Agree! The flavor profile is even more interesting when you use the 'handful of grain' method of innoculating a starter to produce a sour. Then you are getting a wide variety of organisms that are finally dominated by lactobacillus. Just remember that this starter must be propagated under anaerobic (oxygen-free) conditions or there is a good possibility that your starter will grow 'funky' organisms that you may not prefer in your beer.
I find that using the lacto starters from either Wyeast or White can be somewhat one-dimensional, so the handful of grain method is my preference.
By the way, if you create this starter, you can verify that you have produced a predominantly lactic culture by smelling and tasting the starter. It should be pleasantly tart and smooth. Be aware that the culture can go through some nasty smelling periods, but let it go and eventually the lactic bacteria will win and the starter should turn tart and smooth. Keep the air-lock on the starter until you can smell the right aroma. PS: you also have to perform your mash or wort souring in an anaerobic condition or you will get too much funky, non-lactic character in the beer.

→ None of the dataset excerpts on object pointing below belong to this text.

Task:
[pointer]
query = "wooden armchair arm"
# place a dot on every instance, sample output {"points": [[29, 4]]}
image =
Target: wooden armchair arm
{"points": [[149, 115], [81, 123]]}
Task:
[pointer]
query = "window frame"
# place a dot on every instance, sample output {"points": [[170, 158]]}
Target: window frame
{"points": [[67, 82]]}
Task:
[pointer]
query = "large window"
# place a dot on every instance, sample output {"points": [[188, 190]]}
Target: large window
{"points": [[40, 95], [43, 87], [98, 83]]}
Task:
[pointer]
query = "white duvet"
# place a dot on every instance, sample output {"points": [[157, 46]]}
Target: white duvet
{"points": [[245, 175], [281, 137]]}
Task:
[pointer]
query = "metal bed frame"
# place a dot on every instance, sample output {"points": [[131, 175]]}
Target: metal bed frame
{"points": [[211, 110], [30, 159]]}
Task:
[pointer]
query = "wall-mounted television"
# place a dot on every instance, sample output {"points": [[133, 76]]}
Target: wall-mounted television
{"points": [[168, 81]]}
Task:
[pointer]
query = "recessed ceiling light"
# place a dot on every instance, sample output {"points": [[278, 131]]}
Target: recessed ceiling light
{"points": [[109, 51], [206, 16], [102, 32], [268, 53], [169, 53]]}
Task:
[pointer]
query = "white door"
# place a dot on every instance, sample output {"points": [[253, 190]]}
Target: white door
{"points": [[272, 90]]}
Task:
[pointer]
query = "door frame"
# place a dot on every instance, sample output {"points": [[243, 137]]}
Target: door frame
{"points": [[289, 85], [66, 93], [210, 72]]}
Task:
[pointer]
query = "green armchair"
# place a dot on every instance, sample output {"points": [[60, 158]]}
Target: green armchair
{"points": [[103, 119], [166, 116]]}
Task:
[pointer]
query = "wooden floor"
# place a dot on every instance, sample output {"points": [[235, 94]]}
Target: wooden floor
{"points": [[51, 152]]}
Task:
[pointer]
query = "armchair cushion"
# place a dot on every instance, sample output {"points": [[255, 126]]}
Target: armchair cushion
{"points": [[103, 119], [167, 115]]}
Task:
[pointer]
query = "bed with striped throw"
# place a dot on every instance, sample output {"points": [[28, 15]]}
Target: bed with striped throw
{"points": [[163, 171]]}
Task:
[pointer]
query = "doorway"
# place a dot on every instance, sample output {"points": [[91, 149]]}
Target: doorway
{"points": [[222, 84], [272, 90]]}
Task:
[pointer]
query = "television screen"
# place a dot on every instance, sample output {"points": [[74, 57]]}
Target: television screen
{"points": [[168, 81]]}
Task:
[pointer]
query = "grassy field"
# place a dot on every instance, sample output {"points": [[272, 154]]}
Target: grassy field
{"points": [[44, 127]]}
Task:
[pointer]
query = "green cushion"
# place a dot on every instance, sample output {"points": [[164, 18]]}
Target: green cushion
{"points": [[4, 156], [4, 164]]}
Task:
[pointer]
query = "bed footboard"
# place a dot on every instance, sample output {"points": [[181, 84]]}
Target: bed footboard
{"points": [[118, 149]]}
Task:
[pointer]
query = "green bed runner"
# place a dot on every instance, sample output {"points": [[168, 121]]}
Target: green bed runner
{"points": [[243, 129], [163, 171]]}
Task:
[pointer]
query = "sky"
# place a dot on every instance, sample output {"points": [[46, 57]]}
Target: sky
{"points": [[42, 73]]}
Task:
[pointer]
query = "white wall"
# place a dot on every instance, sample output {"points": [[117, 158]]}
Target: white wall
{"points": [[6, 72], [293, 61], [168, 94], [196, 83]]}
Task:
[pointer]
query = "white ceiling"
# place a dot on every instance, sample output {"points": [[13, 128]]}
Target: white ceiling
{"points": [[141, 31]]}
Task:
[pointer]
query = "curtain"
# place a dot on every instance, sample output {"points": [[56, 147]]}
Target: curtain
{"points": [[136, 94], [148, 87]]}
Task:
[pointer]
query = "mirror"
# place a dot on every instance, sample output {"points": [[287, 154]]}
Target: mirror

+1 but I make it even more simple, without a lacto starter culture. I simply pitch the pack into the wort which has been boiled for 15 minutes and then cooled to 90oF. I hole the wort at 90 for 5 days and it sours to 3.8-4.0 pH, then follow with a traditional boil and hops, etc.
Yes, it produces some funky smells and raises eyebrows from my kids! The beer is pleasantly tart and very refreshing!
Martin, I might try the handful of grain method on the next batch and compare, sounds interesting indeed:)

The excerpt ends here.